The last time I did stand-up comedy the audience voted with their feet. They kicked my head in. I probably deserved it, but not as much as some of the stand-ups working today deserve a kicking.

I'm speaking metaphorically. Which was also the problem with my act. However, I have been physically attacked while performing comedy, but it wasn't strictly speaking stand-up. Several years ago I opened for The Stranglers a few times. I came onstage pretending to be a roadie, whose microphone checks evolved into an increasingly surreal monologue that ended when I appeared, by means of a cunningly constructed wig, to remove the top of my head and expose my brain. Stranglers fans could get boisterous, and as well as throwing bottles or chairs they would sometimes pick up the smallest guy available and throw him, too. It's unnerving to perform while a gob-drenched punk, arms flailing and teeth bared, hurtles towards you, but as the band judged the success of their gigs on the severity of the riots they provoked, it was all part of the fun. I've also been chased by Turkish butchers wielding meat cleavers while doing street theatre in Rotterdam, but that's another story. And I have no idea why the butchers were doing street theatre.
These reflections are prompted by the Edinburgh Festival fringe, which has mutated, over the years, from a forum for theatrical innovation to a trade fair for the comedy industry. The transformation began in earnest in the late 1980s, (about half way between my first Edinburgh performance, in 1979, and my most recent, in 2001). It was partly in protest at this process that in 1989 I took an uncompromisingly experimental show to the festival, called Slave Clowns of the Third Reich, on the principle that if you can't perform fucking fringe theatre at the Edinburgh fucking fringe then where the fuck can you perform it? If I seem bitter about all this it's only partly because I deplore the ubiquity and dominance of stand-up comedy on cultural grounds. It's also because I'm no good at it. Which makes me quite unusual, in a perverse way.

The world is full of stand-ups and most of them are pretty good. The comedy business has undergone a radical improvement in the quality and standard of its goods and services, just like many other businesses. Thirty years ago it was quite easy to purchase a crappy stereo system or an abysmal car if you weren't careful. In the motor trade, for example, two words spring to mind and those words are Princess and Austin, but not necessarily in that order. But these days it takes real dedication to find a truly execrable car or a rotten sound system. I don't miss those lousy products at all, but I do rather miss some of the hopeless performers from the early days of the comedy boom, and what was quaintly called 'alternative comedy'. And there's a simple reason for that: they may have been bad but at least they meant it. In other words, they weren't products like stereos or cars.

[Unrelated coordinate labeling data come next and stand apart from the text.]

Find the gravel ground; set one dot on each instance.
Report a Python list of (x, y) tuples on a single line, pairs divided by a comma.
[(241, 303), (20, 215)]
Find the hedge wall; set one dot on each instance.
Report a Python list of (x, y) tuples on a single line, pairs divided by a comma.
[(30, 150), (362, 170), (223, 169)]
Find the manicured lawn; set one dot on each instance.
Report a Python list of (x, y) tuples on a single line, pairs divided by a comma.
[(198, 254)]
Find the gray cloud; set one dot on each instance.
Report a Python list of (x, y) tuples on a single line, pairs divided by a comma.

I'm full of admiration for comedians who've worked hard to become good at what they do, especially when it includes gruelling years on the circuit, learning and perfecting their craft. Sure, certain people have a natural ability to make other people laugh, but to become a good stand-up, like a good painter or a good concert pianist, takes fortitude, commitment and skill, as well as talent. People say stand-ups need to be supremely confident, even arrogant. But I think stand-ups also need humility, and that's another quality I'm short of. However, there's more to my disillusionment with the current state of stand-up comedy than my own personal failings. (If you're a stand-up and you don't want to know why I think most of you aren't fulfilling your potential, don't read further.)

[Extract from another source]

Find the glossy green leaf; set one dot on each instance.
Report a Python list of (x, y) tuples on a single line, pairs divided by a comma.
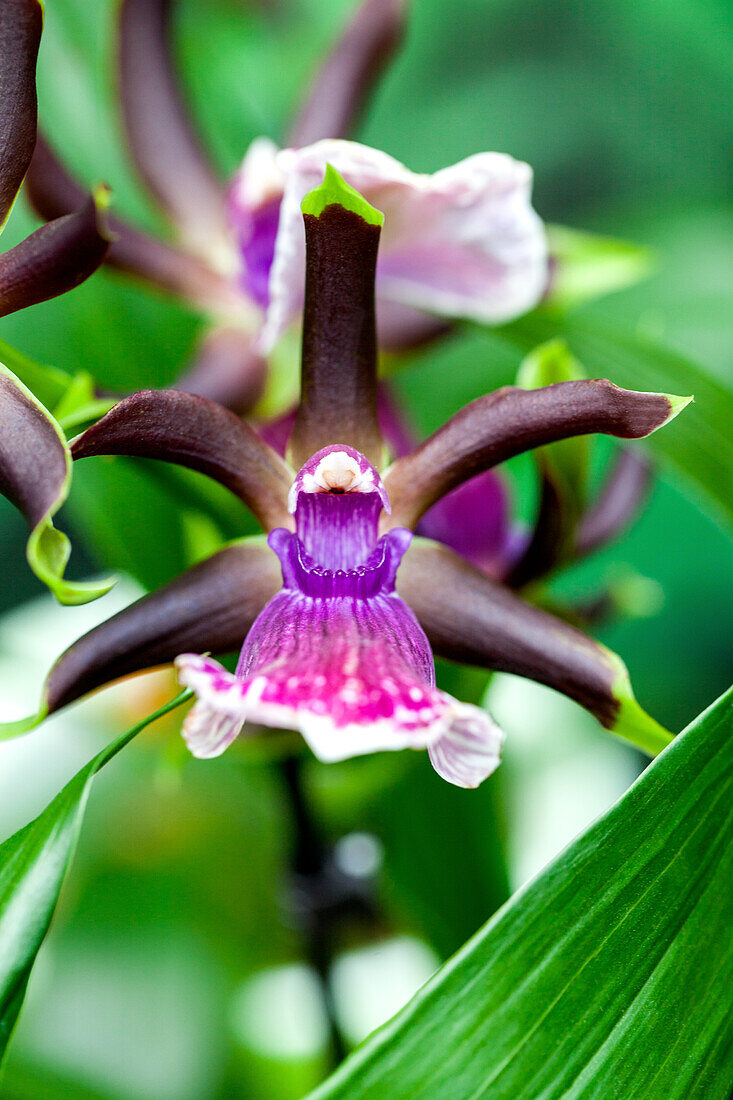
[(699, 443), (610, 976), (33, 864), (589, 266)]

While I salute the bravery of anyone who's prepared to face an unruly crowd and be funny, I believe most of the stand-ups currently performing in the UK lack moral courage, engagement with the real world, and experience of life.
Not long ago I was at a storytelling gig. There are some wonderful storytellers out there, but aspiring comedians also like storytelling because it gives them an opportunity to be onstage without a relentless need to get laughs. The pressure is off, and they can explore who they are as a performer. Fine. But what struck me at this gig was that the stories the younger performers told were excruciatingly boring. If the only experiences you've had are: childhood, school, university, a few relationships, and the dangerous, risky thrill of being late with the rent once or twice, what have you got? A pilot on BBC3, probably. However, my point is that if you only have a very limited life-experience, you need to be an exceptional performer to make up for it. 

I'm not saying that to be good a stand-up you need to become a lumberjack, pull off a jewel heist, work with lepers or spend time in prison - although I can think of several comedians whose incarceration would give the public some relief from them, quite apart from those who deserve it for various unsavoury sexual offences. However, you don't have to experience something to get an angle on it.  Shakespeare didn't need to be a murderer to write about murder. But he was Shakespeare, and you're not. Better start planning that jewel heist. (Don't forget to film it for YouTube.)

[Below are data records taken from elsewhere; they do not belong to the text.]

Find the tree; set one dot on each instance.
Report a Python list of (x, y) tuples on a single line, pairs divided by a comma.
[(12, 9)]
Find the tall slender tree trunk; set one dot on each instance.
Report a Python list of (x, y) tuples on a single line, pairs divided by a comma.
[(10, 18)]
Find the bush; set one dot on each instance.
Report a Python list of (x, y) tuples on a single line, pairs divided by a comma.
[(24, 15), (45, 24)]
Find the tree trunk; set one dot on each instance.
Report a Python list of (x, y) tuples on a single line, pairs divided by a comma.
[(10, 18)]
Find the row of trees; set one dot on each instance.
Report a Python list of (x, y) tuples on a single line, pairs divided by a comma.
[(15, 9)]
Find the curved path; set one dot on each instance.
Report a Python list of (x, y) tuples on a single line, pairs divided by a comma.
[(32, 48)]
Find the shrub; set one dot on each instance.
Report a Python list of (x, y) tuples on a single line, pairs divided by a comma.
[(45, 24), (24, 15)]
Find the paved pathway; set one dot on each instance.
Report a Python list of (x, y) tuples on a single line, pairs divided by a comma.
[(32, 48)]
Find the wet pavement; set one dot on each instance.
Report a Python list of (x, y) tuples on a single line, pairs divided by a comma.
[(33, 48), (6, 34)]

But lack of life experience doesn't necessarily disqualify a comedian from being funny or from engaging with the audience. Sometimes insight is enough, and powerful insight isn't broad but deep. The most mundane lives can yield profound truths; you don't have to travel the world to investigate the heart you carry with you wherever you go, and all you need to illuminate the fundamental comedy of human relationships is the nerve and determination to interrogate the subject even (or especially) if it's painful. But that's not what most stand up comedians want to do. For many of them, their subject is simply themselves. But if your subject is you, and you haven't done anything, what else have you got to offer? The self can be fertile ground if you want to dig deep and deal with the manure. But if all you want to do is talk about the consequences of leaving the toilet seat up, tell us what happened when you went to IKEA, or pose as an edgy social commentator by flirting 'ironically' with misogyny or bigotry, it's not going to happen. Somehow, you need to engage with the world we all live in with enough passion, imagination and originality to say something about it that's meaningful to the rest of us. 

Which leads us to politics. Many comedians aren't now interested in politics. Why not? Probably because it's not about them, and how fascinating they are. There are some honourable exceptions but they tend to be among the older generation. I'm not demanding that all stand-ups should be political, although I'd love to see more of the younger performers using their exceptional talents to address political issues, and I'm depressed by the lack of political engagement on the part of contemporary comedy, especially at a time when targets for anger, scorn and satire are so egregious. But what I really miss is a whole approach that explores and celebrates our shared humanity, rather than the narcissism of an individual. I can't help feeling that an entire generation is growing up with a belief that comedy has no power to impinge upon how anyone thinks or feels and is simply a spectator sport in which competitors deploy their own ironic self-absorption to score points against each other. Is it too much to ask for material that is deeper than glib observation, and a mode of performance that is more moving than mere cleverness? How about some discourse on the fucking zeitgeist here? 

Stand-ups work very hard and need great devotion to their craft in order to excel. But for the most part, if you ask them what challenges they want to tackle, they talk about the challenges facing them in their career. These are, indeed, formidable, as it’s a highly competitive, stressful business. But for me it would be far more interesting, and potentially inspiring, if comedians were to tackle a bigger challenge, one that seems to have become so unfashionable that it's almost treated as an embarrassment. I’m talking about changing the world.

You know you want to.


By overwhelming public demand, I continue to refrain from doing stand-up, and I confine myself to writing. I've completed my second novel, 'Dead Writers in Rehab'. It will appear, in some form, some time soon, I hope.